The CSRC said on Friday that it was considering an extension to trading hours for the country’s stock and bond markets and vowed to cut transaction fees for brokers. It also said it would encourage share buybacks to help stabilise stock prices.

Bankers and analysts said the measures, which also included a reference to the possibility of cutting stamp duties on securities transactions, would help boost market sentiment.

While the securities regulator stated only that it was “studying” whether to extend trading hours for stocks and bonds, bankers said the language used in the announcement implied that the CSRC was already well into the process of approving the measure.

“The trading hour extension is the one that will have some real impact on market sentiment,” said a senior IPO banker at one of China’s largest brokers.

The measures come after policymakers stepped up other efforts to shore up the economy. Earlier on Friday the People’s Bank of China intensified its efforts to stop a slide in the renminbi, days after it cut interest rates to pep up consumer confidence.

The action follows a disappointing stretch for Chinese markets, with the country’s benchmark CSI 300 index of Shanghai- and Shenzhen-listed stocks down more than 2 per cent this year, compared to a rise of almost 14 per cent for the S&P 500.

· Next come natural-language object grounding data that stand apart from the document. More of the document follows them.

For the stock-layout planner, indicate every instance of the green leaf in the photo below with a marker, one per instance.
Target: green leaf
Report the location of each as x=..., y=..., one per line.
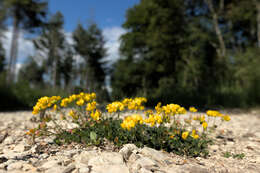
x=93, y=136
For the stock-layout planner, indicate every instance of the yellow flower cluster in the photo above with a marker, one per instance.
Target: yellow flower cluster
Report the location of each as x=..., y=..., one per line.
x=131, y=104
x=115, y=106
x=194, y=134
x=73, y=114
x=193, y=109
x=184, y=135
x=91, y=106
x=173, y=109
x=212, y=113
x=226, y=118
x=135, y=104
x=200, y=118
x=153, y=119
x=131, y=121
x=44, y=103
x=95, y=115
x=79, y=98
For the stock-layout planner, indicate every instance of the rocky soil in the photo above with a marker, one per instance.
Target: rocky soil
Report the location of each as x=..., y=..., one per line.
x=240, y=136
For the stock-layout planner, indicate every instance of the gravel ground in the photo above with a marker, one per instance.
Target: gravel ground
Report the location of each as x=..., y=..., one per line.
x=240, y=136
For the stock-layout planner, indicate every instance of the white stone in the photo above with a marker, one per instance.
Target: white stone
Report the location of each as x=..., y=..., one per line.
x=110, y=169
x=15, y=165
x=107, y=158
x=50, y=164
x=9, y=140
x=21, y=148
x=85, y=156
x=127, y=150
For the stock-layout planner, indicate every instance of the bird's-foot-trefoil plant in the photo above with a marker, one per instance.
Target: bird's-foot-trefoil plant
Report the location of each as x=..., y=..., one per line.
x=170, y=127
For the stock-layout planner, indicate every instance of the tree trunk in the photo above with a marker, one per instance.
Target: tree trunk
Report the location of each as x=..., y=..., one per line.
x=222, y=52
x=258, y=22
x=54, y=71
x=13, y=51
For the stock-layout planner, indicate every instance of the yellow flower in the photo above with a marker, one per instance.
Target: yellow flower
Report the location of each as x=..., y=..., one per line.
x=158, y=119
x=185, y=135
x=193, y=109
x=172, y=136
x=226, y=118
x=212, y=113
x=73, y=114
x=91, y=106
x=158, y=108
x=205, y=125
x=115, y=106
x=96, y=115
x=55, y=107
x=194, y=135
x=202, y=118
x=80, y=102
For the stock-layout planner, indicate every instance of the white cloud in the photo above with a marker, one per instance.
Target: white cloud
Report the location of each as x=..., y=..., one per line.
x=112, y=35
x=25, y=46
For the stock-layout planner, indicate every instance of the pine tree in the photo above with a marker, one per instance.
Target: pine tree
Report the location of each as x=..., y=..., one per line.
x=27, y=15
x=52, y=42
x=89, y=44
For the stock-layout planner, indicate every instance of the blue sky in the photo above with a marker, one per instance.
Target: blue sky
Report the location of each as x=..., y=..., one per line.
x=109, y=16
x=106, y=13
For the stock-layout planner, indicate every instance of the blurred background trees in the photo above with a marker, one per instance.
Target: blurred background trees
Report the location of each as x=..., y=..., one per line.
x=203, y=53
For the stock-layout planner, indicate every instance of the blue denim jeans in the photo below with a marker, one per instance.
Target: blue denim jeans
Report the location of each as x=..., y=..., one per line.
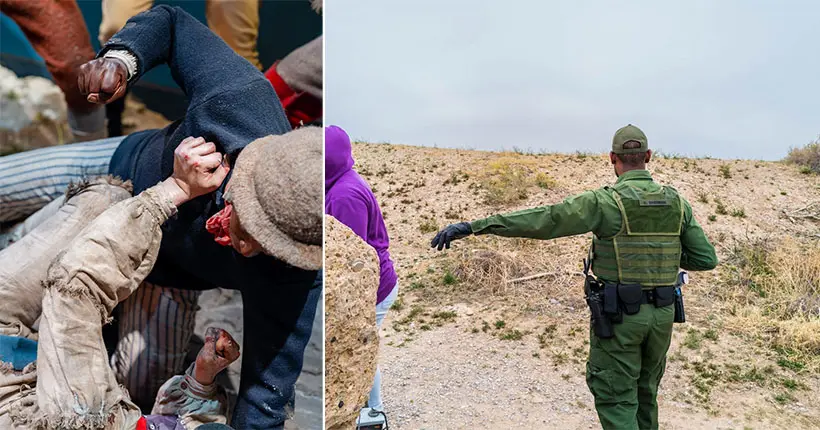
x=277, y=330
x=375, y=400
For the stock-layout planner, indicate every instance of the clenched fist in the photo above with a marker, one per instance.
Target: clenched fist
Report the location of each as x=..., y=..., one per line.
x=219, y=351
x=103, y=80
x=198, y=170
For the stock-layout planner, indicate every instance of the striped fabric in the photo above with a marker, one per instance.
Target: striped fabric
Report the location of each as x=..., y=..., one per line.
x=155, y=325
x=30, y=180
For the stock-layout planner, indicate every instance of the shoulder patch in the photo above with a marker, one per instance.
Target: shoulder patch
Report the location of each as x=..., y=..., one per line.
x=654, y=202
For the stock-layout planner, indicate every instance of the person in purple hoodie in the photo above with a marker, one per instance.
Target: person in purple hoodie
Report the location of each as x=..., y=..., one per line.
x=349, y=199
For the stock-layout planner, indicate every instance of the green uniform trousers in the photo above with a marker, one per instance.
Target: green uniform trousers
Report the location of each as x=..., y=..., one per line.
x=623, y=373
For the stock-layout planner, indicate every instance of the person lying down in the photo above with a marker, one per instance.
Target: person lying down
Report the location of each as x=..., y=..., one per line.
x=54, y=371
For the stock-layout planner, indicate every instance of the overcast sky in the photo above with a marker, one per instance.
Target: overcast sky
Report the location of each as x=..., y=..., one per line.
x=727, y=79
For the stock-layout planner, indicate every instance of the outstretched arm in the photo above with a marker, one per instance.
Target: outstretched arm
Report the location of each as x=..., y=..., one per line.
x=230, y=101
x=575, y=215
x=201, y=63
x=698, y=253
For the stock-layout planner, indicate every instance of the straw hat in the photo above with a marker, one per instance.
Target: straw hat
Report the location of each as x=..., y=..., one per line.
x=277, y=192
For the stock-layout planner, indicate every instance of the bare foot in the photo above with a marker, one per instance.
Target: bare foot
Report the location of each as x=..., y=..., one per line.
x=219, y=351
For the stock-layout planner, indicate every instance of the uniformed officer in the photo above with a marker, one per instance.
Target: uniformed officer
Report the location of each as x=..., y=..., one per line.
x=643, y=233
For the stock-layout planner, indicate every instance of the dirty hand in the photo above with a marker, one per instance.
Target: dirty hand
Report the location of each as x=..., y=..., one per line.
x=219, y=351
x=198, y=169
x=103, y=80
x=450, y=233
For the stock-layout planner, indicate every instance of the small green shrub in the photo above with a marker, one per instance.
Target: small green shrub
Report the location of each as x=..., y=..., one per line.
x=807, y=157
x=725, y=171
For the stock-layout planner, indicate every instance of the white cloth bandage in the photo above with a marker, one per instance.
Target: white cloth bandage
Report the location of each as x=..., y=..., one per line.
x=126, y=57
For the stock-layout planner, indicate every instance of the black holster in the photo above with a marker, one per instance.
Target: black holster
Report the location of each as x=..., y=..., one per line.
x=680, y=315
x=601, y=324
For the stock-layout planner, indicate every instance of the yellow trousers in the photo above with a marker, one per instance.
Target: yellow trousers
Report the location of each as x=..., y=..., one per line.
x=235, y=21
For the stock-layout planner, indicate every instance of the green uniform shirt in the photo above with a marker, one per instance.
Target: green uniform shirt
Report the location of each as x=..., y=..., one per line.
x=596, y=212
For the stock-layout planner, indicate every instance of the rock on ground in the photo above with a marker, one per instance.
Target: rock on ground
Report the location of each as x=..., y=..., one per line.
x=34, y=113
x=351, y=340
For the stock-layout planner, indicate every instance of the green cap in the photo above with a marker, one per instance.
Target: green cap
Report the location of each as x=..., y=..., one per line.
x=630, y=133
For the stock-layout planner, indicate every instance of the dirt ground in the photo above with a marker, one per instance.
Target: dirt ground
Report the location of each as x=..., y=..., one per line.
x=464, y=356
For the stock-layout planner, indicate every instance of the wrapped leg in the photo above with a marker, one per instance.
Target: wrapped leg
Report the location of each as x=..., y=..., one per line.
x=23, y=266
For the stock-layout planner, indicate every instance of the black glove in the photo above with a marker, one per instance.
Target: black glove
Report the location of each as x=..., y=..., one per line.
x=450, y=233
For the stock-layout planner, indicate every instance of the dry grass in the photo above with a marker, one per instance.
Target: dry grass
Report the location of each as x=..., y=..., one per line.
x=486, y=267
x=772, y=292
x=807, y=157
x=508, y=180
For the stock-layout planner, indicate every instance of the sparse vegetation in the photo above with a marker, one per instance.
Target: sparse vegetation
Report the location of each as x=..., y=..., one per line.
x=806, y=158
x=772, y=290
x=511, y=335
x=720, y=208
x=445, y=315
x=507, y=181
x=725, y=171
x=428, y=225
x=693, y=339
x=544, y=181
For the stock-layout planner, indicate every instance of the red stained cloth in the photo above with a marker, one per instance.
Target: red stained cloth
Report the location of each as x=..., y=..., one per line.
x=219, y=225
x=300, y=107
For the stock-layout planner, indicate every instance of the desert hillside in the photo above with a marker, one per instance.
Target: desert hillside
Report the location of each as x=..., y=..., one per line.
x=465, y=347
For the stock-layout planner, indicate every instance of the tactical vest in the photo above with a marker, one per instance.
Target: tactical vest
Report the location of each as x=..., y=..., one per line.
x=647, y=249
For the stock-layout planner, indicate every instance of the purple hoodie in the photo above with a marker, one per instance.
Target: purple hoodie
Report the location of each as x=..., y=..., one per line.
x=349, y=199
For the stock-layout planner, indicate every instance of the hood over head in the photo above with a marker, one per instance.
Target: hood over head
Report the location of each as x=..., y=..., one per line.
x=338, y=155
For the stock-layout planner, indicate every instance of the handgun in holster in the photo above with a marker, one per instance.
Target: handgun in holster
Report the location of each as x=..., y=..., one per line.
x=601, y=324
x=680, y=315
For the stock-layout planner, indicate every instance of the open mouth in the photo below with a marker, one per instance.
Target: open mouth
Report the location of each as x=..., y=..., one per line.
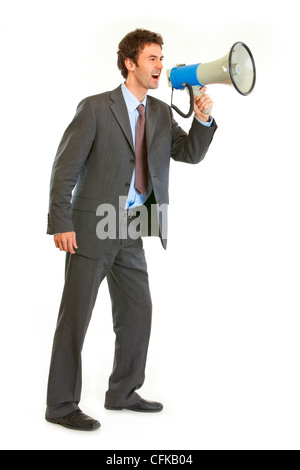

The lacklustre returns on equities reflect a slowdown and lack of confidence in the broader economy, with data showing weak trade and muted consumer spending. Foreign investors have begun dumping Chinese stocks and bonds in recent weeks as confidence in policymakers’ vows to shore up growth has waned.

Shortly after the CSRC announcement on Friday, the Shanghai and Shenzhen stock exchanges confirmed they would cut equity transaction handling fees for brokers by roughly a third, while fees for bond trades also received a slight reduction.

The CSRC statement also implied the regulator is likely to roll out cuts on stamp duties, which are levied on all securities transactions, once it receives approval from higher authorities — a measure that could help boost turnover.

“We’re aware of calls for stamp duties to be cut,” the CSRC said in the statement. The regulator described the idea in positive terms, noting that “historically, the measure has played a positive role in reducing the cost of trading and revitalising the market”.

The commission also said it would take measures to ensure a “rational pace” of IPOs and refinancing deals, a move that could slow the relentless rate of listings in China this year, which has drained liquidity from the country’s secondary market.

It will also study measures to curb high leverage for poorly performing listed companies, capping borrowing in cases where shares are trading below their IPO price.

Analysts said the call for more share buybacks would help boost sentiment in the short term, even if it was unlikely to fully address the malaise hanging over Chinese markets.

“Share buybacks are a very market-oriented way to boost confidence and raise share prices for undervalued companies,” said Bruce Pang, chief economist for Greater China at JLL.